カードショップに到着した直後、Dゲイザーの着信音が鳴り響いた。わたしのではなくてドルベくんのようだった。すまない、少し席を外す。とドルベくんは外に出ていった。手持ち無沙汰のわたしはゆっくりカードを見てみようかなとお店を回ることに。たくさんカードがあって…どれにしようか迷うな…。本ならすぐ決まるのに…。あ、このカード…。わたしがとあるカードに注目していると、人の気配を感じたのでドルベくんが戻って来たのかと思って振り返った。
彼女のことが心配だった私は璃緒からの通話を手短に切って店の中へと戻る。(帰りに買ってきて欲しい物があるとのことだった)彼女はどこだろうか。店内を見渡して彼女の後ろ姿を見つける。よかった…と思ったのも束の間、彼女の肩が小刻みに震えている。私はすぐに駆け寄ると、我々とそう歳の変わらなさそうな男が彼女に話しかけていた。

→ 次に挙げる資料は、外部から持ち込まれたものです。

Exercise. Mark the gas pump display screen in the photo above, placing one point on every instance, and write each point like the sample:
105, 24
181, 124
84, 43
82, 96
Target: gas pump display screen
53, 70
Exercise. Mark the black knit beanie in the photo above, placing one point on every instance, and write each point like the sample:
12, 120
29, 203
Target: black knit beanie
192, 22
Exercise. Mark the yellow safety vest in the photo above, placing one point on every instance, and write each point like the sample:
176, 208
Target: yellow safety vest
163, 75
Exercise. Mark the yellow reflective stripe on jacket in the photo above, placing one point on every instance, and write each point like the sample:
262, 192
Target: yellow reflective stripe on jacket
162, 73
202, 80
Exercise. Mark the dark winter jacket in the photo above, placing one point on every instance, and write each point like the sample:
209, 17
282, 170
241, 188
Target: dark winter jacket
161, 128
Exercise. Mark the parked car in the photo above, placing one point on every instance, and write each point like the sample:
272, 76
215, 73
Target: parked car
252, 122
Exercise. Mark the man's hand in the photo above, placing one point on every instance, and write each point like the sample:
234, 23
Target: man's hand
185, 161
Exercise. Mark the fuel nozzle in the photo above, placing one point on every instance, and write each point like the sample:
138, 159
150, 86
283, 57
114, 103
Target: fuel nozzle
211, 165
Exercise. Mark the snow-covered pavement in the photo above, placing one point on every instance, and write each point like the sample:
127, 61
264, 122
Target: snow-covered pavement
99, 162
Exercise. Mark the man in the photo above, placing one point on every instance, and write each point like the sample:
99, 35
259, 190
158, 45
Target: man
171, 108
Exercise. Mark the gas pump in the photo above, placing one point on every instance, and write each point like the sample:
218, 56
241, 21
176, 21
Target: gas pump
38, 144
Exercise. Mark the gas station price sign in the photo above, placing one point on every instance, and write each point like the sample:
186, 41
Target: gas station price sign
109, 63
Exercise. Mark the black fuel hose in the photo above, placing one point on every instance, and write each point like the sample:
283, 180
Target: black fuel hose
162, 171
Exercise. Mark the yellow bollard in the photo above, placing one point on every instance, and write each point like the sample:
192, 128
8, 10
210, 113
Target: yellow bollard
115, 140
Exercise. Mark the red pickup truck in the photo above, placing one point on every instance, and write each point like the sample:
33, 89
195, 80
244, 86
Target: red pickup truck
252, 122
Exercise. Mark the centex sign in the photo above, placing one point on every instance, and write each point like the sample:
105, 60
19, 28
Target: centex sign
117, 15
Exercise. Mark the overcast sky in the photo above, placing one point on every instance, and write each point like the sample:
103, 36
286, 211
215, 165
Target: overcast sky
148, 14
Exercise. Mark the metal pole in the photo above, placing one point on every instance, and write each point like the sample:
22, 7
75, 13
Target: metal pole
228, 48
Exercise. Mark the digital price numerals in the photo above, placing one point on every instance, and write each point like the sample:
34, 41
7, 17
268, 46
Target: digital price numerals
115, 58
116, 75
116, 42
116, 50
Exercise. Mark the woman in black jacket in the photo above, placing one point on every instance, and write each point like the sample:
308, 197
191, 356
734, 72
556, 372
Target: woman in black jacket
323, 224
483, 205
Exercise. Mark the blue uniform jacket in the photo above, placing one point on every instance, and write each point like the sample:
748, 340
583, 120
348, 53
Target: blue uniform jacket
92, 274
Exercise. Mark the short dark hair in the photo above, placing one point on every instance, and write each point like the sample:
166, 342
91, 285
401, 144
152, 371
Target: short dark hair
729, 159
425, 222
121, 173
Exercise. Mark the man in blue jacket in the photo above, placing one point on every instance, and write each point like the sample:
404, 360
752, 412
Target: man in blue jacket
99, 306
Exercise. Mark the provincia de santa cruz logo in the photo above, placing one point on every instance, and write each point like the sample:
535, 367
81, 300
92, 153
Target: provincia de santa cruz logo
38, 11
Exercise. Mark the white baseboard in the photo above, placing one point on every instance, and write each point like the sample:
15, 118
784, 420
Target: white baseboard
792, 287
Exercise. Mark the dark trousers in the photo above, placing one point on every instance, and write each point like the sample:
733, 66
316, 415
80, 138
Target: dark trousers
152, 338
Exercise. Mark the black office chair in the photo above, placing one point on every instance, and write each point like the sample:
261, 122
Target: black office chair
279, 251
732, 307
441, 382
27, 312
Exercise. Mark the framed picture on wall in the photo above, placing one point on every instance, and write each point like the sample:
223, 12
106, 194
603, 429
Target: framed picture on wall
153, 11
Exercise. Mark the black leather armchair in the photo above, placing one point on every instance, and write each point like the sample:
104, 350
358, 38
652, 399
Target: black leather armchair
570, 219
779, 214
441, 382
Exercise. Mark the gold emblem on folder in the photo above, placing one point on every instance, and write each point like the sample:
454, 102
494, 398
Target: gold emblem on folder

「ねぇ、君どんなデッキ作るか決まってないなら、オレが選んであげようか?絶対強いの組めるよ。」
「いえ、あの…。」
「君はマドルチェとか似合いそうだよね。探してくるよ?」
彼女は固まったまま、指先を擦り合わせている。この仕草には…心当たりがある。私は迷わず彼女と男の間に割って入った。
「彼女に用があるなら私を通してもらおうか?」
自分が思っていた以上に低く鋭い声になってしまった。男は一瞬たじろぎ、舌打ちしながら男連れかよ…と捨て台詞を吐いて奥の方へと消えていった。
「…一旦外へ出よう。」
まだ震えている彼女の手を少し迷いながらも掴む。…店に入る前は暖かい手だったのが、氷のように冷たくなっていた。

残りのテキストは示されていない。